Patel et al.  in their study observed that postoperatively dexmedetomidine group showed a significant sedation at 2 h compared to control group. Shin et al. reported similar findings . Ebert TJ et al. explained this by the 2 h elimination half-life of dexmedetomidine .
In our study as compared to remifentanil, dexmedetomidine also reduced the analgesic requirements; in group D 40% (16 patients) while in group R 70% (28 patients ) needed analgesia in the postoperative period. Damian J et al. showed that an alternative analgesic should be given before discontinuation of remifentanil . Previous studies have shown the postoperative analgesic effect of dexmedetomidine [28,29]. and other studies have demonstrated that dexmedetomidine had superior efficacy compared to remifentanil in pain management during a PACU stay [30,31].
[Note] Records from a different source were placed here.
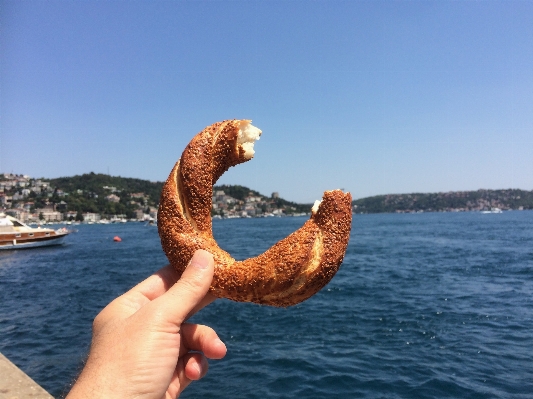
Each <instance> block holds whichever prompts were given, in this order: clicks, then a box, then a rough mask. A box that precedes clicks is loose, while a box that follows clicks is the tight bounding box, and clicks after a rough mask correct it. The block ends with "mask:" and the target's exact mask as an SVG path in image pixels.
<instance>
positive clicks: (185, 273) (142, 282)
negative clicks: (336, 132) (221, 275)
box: [67, 250, 226, 399]
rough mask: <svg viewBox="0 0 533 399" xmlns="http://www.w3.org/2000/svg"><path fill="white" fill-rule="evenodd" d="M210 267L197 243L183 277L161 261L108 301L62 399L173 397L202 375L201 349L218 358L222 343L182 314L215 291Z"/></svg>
mask: <svg viewBox="0 0 533 399" xmlns="http://www.w3.org/2000/svg"><path fill="white" fill-rule="evenodd" d="M213 269H214V261H213V257H212V255H211V254H209V253H208V252H206V251H203V250H199V251H196V253H195V254H194V256H193V258H192V259H191V262H190V263H189V265H188V266H187V269H186V270H185V271H184V272H183V275H182V276H181V278H179V279H178V275H177V272H176V271H175V270H174V269H173V268H172V267H171V266H167V267H164V268H163V269H161V270H160V271H159V272H158V273H156V274H154V275H153V276H151V277H149V278H148V279H146V280H145V281H143V282H142V283H140V284H139V285H137V286H136V287H134V288H132V289H131V290H130V291H128V292H126V293H125V294H124V295H122V296H120V297H118V298H117V299H115V300H114V301H113V302H111V303H110V304H109V305H107V306H106V307H105V308H104V309H103V310H102V311H101V312H100V314H98V316H96V318H95V319H94V323H93V339H92V343H91V349H90V352H89V358H88V359H87V363H86V365H85V367H84V369H83V371H82V373H81V374H80V377H79V378H78V380H77V381H76V383H75V384H74V386H73V387H72V390H71V391H70V393H69V394H68V396H67V399H79V398H92V399H96V398H113V399H115V398H124V399H126V398H147V399H148V398H150V399H151V398H153V399H161V398H167V399H168V398H176V397H177V396H178V395H179V394H180V393H181V392H182V391H183V390H184V389H185V388H186V387H187V386H188V385H189V384H190V383H191V381H193V380H198V379H200V378H202V377H203V376H204V375H205V373H206V372H207V368H208V364H207V359H206V357H207V358H210V359H221V358H222V357H224V355H225V354H226V346H225V345H224V343H223V342H222V341H221V340H220V339H219V338H218V335H217V334H216V332H215V331H214V330H213V329H211V328H210V327H207V326H203V325H198V324H188V323H184V321H185V320H186V319H187V318H188V317H189V316H191V315H193V314H194V313H195V312H197V311H198V310H199V309H201V308H202V307H204V306H206V305H207V304H209V303H211V302H212V301H213V300H214V299H215V297H214V296H212V295H210V294H207V291H208V289H209V286H210V285H211V280H212V278H213ZM190 351H195V352H190Z"/></svg>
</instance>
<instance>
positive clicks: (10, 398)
mask: <svg viewBox="0 0 533 399" xmlns="http://www.w3.org/2000/svg"><path fill="white" fill-rule="evenodd" d="M23 398H30V399H53V397H52V395H50V394H49V393H48V392H46V391H45V390H44V389H43V388H42V387H41V386H40V385H39V384H37V383H36V382H35V381H33V380H32V379H31V378H30V377H29V376H28V375H27V374H26V373H24V371H22V370H21V369H19V368H18V367H17V366H16V365H15V364H13V363H12V362H11V361H9V359H8V358H7V357H5V356H4V355H2V354H1V353H0V399H23Z"/></svg>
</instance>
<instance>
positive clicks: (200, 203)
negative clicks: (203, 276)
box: [157, 120, 352, 307]
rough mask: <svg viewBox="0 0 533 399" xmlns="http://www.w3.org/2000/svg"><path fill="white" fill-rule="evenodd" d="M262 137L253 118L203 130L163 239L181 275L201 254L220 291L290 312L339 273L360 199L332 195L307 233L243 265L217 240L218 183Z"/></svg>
mask: <svg viewBox="0 0 533 399" xmlns="http://www.w3.org/2000/svg"><path fill="white" fill-rule="evenodd" d="M260 135H261V131H260V130H259V129H257V128H256V127H254V126H252V125H251V121H249V120H227V121H223V122H218V123H215V124H213V125H211V126H208V127H207V128H205V129H204V130H203V131H201V132H200V133H198V134H197V135H196V136H195V137H194V138H193V139H192V141H191V142H190V143H189V144H188V145H187V147H186V148H185V150H184V151H183V154H182V156H181V158H180V159H179V161H178V162H177V163H176V165H175V166H174V168H173V169H172V171H171V172H170V176H169V177H168V179H167V181H166V182H165V185H164V186H163V191H162V193H161V200H160V204H159V211H158V218H157V219H158V229H159V236H160V238H161V244H162V247H163V250H164V251H165V253H166V255H167V257H168V259H169V261H170V263H171V264H172V266H173V267H174V268H175V269H176V270H177V271H178V272H179V273H182V272H183V271H184V270H185V267H186V266H187V264H188V263H189V261H190V259H191V258H192V255H193V254H194V252H195V251H196V250H197V249H205V250H206V251H209V252H210V253H211V254H213V257H214V259H215V274H214V277H213V282H212V284H211V287H210V292H211V293H212V294H214V295H216V296H218V297H221V298H228V299H231V300H234V301H239V302H255V303H259V304H264V305H271V306H278V307H286V306H291V305H295V304H297V303H300V302H302V301H304V300H306V299H307V298H309V297H311V296H312V295H314V294H316V293H317V292H318V291H319V290H320V289H321V288H323V287H324V286H325V285H326V284H327V283H328V282H329V281H330V280H331V279H332V278H333V276H334V275H335V273H336V272H337V270H338V269H339V267H340V265H341V263H342V260H343V258H344V254H345V252H346V247H347V246H348V241H349V238H350V229H351V222H352V209H351V201H352V198H351V195H350V194H349V193H343V192H342V191H341V190H333V191H326V192H325V193H324V196H323V199H322V201H320V202H319V201H317V202H316V203H315V206H313V209H312V214H311V218H310V219H309V220H308V221H306V223H305V224H304V225H303V226H302V227H301V228H300V229H298V230H297V231H295V232H294V233H292V234H290V235H289V236H288V237H286V238H284V239H283V240H281V241H279V242H278V243H276V244H274V246H272V247H271V248H269V249H268V250H267V251H266V252H264V253H263V254H261V255H259V256H257V257H255V258H250V259H246V260H243V261H236V260H235V259H234V258H232V257H231V255H230V254H229V253H227V252H226V251H224V250H222V249H221V248H219V246H218V244H217V243H216V241H215V239H214V238H213V232H212V221H211V207H212V196H213V185H214V184H215V183H216V181H217V180H218V179H219V178H220V176H222V174H223V173H224V172H225V171H226V170H228V169H229V168H230V167H231V166H235V165H237V164H240V163H243V162H246V161H248V160H250V159H251V158H252V157H253V155H254V150H253V142H254V141H255V140H257V139H258V138H259V136H260Z"/></svg>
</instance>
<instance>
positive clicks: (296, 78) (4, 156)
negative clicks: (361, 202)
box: [0, 0, 533, 202]
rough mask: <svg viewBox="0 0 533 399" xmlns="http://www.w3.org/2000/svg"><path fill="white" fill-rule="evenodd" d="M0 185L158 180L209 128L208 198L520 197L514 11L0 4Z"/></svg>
mask: <svg viewBox="0 0 533 399" xmlns="http://www.w3.org/2000/svg"><path fill="white" fill-rule="evenodd" d="M0 7H1V8H0V23H1V31H0V45H1V47H0V68H1V69H0V71H1V74H0V107H1V108H0V118H1V119H0V128H1V131H0V171H2V172H13V173H23V174H29V175H31V176H33V177H47V178H52V177H60V176H72V175H75V174H82V173H88V172H91V171H93V172H95V173H108V172H109V173H110V174H112V175H120V176H125V177H137V178H142V179H148V180H159V181H161V180H164V179H166V177H167V175H168V173H169V172H170V170H171V168H172V166H173V165H174V163H175V162H176V160H177V159H178V158H179V157H180V155H181V152H182V151H183V149H184V147H185V146H186V144H187V143H188V142H189V140H190V139H191V138H192V137H193V136H194V135H195V134H196V133H197V132H199V131H200V130H202V129H203V128H204V127H205V126H207V125H210V124H211V123H214V122H216V121H219V120H224V119H234V118H237V119H252V120H253V123H254V125H256V126H258V127H259V128H261V129H262V130H263V136H262V137H261V140H259V141H258V142H257V143H256V146H255V148H256V156H255V158H254V159H253V160H252V161H250V162H248V163H245V164H243V165H239V166H237V167H235V168H232V169H231V170H230V171H228V172H226V174H225V175H224V176H222V178H221V179H220V180H219V183H226V184H241V185H246V186H248V187H250V188H253V189H255V190H258V191H260V192H262V193H264V194H270V193H271V192H273V191H278V192H279V193H280V195H281V196H282V197H283V198H286V199H289V200H292V201H297V202H312V201H313V200H315V199H318V198H321V196H322V192H323V191H324V190H329V189H334V188H344V189H345V190H348V191H350V192H351V193H352V196H353V197H354V198H362V197H367V196H371V195H377V194H387V193H410V192H439V191H452V190H454V191H455V190H477V189H480V188H486V189H500V188H521V189H527V190H532V189H533V23H532V21H533V2H531V1H505V2H504V1H486V2H484V1H468V2H466V1H465V2H462V1H453V2H446V1H424V2H417V1H408V2H402V1H394V2H392V1H368V2H364V1H253V0H252V1H249V0H248V1H156V2H148V1H132V2H129V1H83V2H78V1H76V2H75V1H1V3H0Z"/></svg>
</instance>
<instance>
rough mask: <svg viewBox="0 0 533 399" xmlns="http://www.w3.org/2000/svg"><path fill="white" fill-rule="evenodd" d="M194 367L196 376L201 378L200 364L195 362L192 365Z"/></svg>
mask: <svg viewBox="0 0 533 399" xmlns="http://www.w3.org/2000/svg"><path fill="white" fill-rule="evenodd" d="M194 368H195V369H196V371H197V372H198V378H202V369H201V368H200V365H198V364H195V365H194Z"/></svg>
Our results showed that PONV incidence was lower in group D; as the incidence of nausea and vomiting during the first 2 h were lower in group than in group R. This was in consistence with Hwang W et al. who compared dexmedetomidine and remifentanil as adjuvants in propofol-based TIVA and found that dexmedetomidine produced more efficient pain control and lesser incidence of PONV .
We conclude that any of the two anesthetic techniques are acceptable for in laparoscopic cholecystectomy, both groups are effective in reducing sevoflurane requirement and blunt hemodynamic response during pneumoperitoneum with more significant decrease in EF sevo with dexmedetomidine. Remifentanil provides earlier recovery but with less postoperative analgesia and more incidence of PONV than dexmedetomidine.